Right click on server (GRAMMI) -> Properties -> Delegation tab -> Trust this computer for delegation to any service (kerberos only):
Web application(s)
Do the following section for all web applications you wish to use with kerberos.
On SharePoint 2013 server (GRAMMI) open up Central Administration -> Web Applications -> Select web application -> Authentication provider -> Click Default -> Change from NTLM to Kerberos:
Verify IIS settings
Open Internet Information Services Manager (inetmgr). Select SharePotin 2013 web application. Verify that windows authentication is enabled:
Note: If you get a warning message complaining that both forms and windows authentication is enabled then just ignore the message.
Select windows Authentication. In the right action pane select Advanced Settings. Then verify that extended protected mode and kernel authentication mode is switched off. If this gives you another warning – ignore it.
Also make sure you have kerberos and NTLM in the providers configuration:
Also verify that IIS access mappings and bindings are correct.
Delegate access to services
In Active Directory – Manage users & computers find the users for the services that you configured fake SPN’s in previous steps. E.g. accounts for:
- Claims to windows token service (GUMMIS\SP2013_C2WTS)
- Reporting Services (GUMMIS\SP2013_WebApp or SP2013_RS)
(See Service Account Permissions for Kerberos)
- Excel Services (GUMMIS\SP2013_ExcelServices)
- PowerPivot (GUMMIS\SP2013_PowerPivot)
- Performance Point Services (GUMMIS\SP2013_PPS)

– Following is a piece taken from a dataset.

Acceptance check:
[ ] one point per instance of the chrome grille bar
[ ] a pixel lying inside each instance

Right click user -> properties -> delegation -> Ensure you do this by the “Trust this computer for delegation to specified services only” option -> Add SPN’s you create earlier for SQL, SSAS, SSAS Tabular etc. (You can find the SPN’s by searching for the service account e.g. GUMMIS\SQL2012_Services)
Test
Open your SharePoint web application in the browser. Verify that a kerberos ticket have been issued by running klist command in command prompt (as administrator). You should see a list of all kerberos ticket issued for your user. Make sure that a ticket have been issued for your web application similar as below:
You can also look in the evnet logs of the domain server for Logon events related to kerberos:
- 4768 – A Kerberos authentication ticket (TGT) was requested.
- 4771 – Kerberos pre-authentication failed.
- 4772 – A Kerberos authentication ticket request failed.
If you do not get a ticket issued when loggin on to your site. Make sure that you have given the C2WTS (SP2013_C2WTS) and Web Application (SP2013_WebApp) proper permissions (See Service Account Permissions for Kerberos).
If it still does not work ensure that you have created all kerberos SPN’s correctly and that no duplicates or invalid entries exists.
When kerberos works for your web applications verify that your BI services work correctly by accessing data sources using “current user” and integrated security.